Similar lawsuits by other companies have opposed similar regulations in California and New Hampshire. Property advertising Web site ForSaleByOwner.com won its legal dispute against the California Department of Real Estate when a U.S. District Court ruled in November 2004 that state law violated the First Amendment in requiring Web sites to obtain a broker’s license in order to display for-sale real estate information.
The Institute for Justice, a libertarian public-interest firm, supported that case and a similar lawsuit filed by ZeroBrokerFees.com against the New Hampshire Real Estate Commission and New Hampshire Attorney General’s Office.
Edward F. Walsh IV, a lawyer representing Kansas City Premier Apartments Inc. who has experience in litigation involving regulatory boards, said, “We think this is the latest in a turn of cases that deal with the issue of where you draw the line between the lawful distribution of information and content while balancing public protection interests. We do believe that what we’re doing here is no different in principle from what was being litigated in the ForSaleByOwner.com case.”
While some may take a cynical view about the motivations for the Missouri real estate regulatory agency to insist on licensure to advertise property information online, Walsh said he believes it has more to do with technological innovations outpacing legal changes. “I think clearly this is one of the challenges that all public regulators have — staying current with new developments in technology. The laws on the books are not in line with where the technological realities are today.”
While several other Web sites display rental property information that can be viewed by consumers in Missouri, Walsh said, “We’re aware of no enforcement action” by the state Real Estate Commission against those other sites.
In December 2006, Kansas City Premier Apartments received a cease-and-desist letter because the company does not have a real estate broker’s license, and in March the company received a more formal letter that threatened “both criminal and civil action” against the company if it did not cease operations.
The lawsuit filed against the Missouri Real Estate Commission and its members and executive director charges that the state’s licensure requirements “are in violation of the state and federal constitutional protections,” including free speech rights.
Janet Carder, executive director for the commission, could not be reached for comment Tuesday. The commission consists of seven voting members, six of whom must have at least 10 years of experience as real estate brokers.
Kansas City Premier Apartments contracts with local rental owners and managers to advertise information about available apartment, loft and house rentals on the Web site.

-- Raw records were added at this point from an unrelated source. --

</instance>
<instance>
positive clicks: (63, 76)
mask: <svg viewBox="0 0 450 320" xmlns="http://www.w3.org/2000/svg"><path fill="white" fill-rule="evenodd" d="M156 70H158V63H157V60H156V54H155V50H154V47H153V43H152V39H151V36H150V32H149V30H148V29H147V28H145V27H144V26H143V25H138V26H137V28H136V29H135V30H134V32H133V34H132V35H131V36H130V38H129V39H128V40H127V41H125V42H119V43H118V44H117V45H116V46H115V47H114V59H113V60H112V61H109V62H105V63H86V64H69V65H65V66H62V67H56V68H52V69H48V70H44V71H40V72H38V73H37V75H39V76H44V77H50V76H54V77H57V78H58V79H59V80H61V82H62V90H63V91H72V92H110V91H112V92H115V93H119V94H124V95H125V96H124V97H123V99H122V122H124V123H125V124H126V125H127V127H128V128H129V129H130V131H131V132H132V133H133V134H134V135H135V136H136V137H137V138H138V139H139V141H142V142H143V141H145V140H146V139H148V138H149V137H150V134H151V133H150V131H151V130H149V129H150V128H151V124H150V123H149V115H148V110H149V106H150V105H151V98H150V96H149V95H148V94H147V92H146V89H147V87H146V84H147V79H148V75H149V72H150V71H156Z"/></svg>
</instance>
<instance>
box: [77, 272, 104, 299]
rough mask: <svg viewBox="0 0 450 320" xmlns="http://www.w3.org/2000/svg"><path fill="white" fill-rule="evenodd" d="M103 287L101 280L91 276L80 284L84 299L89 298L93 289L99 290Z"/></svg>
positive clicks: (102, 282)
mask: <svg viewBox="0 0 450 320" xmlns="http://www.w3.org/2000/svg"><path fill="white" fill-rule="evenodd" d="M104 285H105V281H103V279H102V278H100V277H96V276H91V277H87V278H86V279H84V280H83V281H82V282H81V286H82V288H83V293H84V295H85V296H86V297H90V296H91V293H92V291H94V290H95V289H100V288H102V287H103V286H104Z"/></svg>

The company accepts a fee based on successful rental transactions that are based on users’ use of the Web site, and does not offer to sell, exchange, purchase, rent or lease real estate.
“At no time is a fee paid or conditioned upon (the company) participating in the negotiating of the lease terms or rates,” the lawsuit states.
In its response, the state Attorney General’s Office states that a complaint was filed with the Missouri Real Estate Commission against the rentals Web site on May 25, 2004, alleging that a site operator “was engaged in the unlicensed practice of real estate,” and the office asks the court to find that the company’s practices violate state law and seeks “an injunction, restraining order, and/or other order … to enjoin (the company) from engaging in conduct that constitutes the practice of a real estate broker and/or real estate salesperson, or in the alternative dismiss (the lawsuit).”
Ryan Gran, vice president for Kansas City Premier Apartments, said operating a property rental Web site “is an entirely different level versus a real estate agent,” and some real estate agents actually refer prospective renters to the Web site.
In Missouri it takes two years to qualify to become a broker, so the company would likely need to hire a broker if it is forced to obtain a brokerage license to continue operations, Gran said. “We spent a lot of time and pride in this. We are not willing to just roll over.”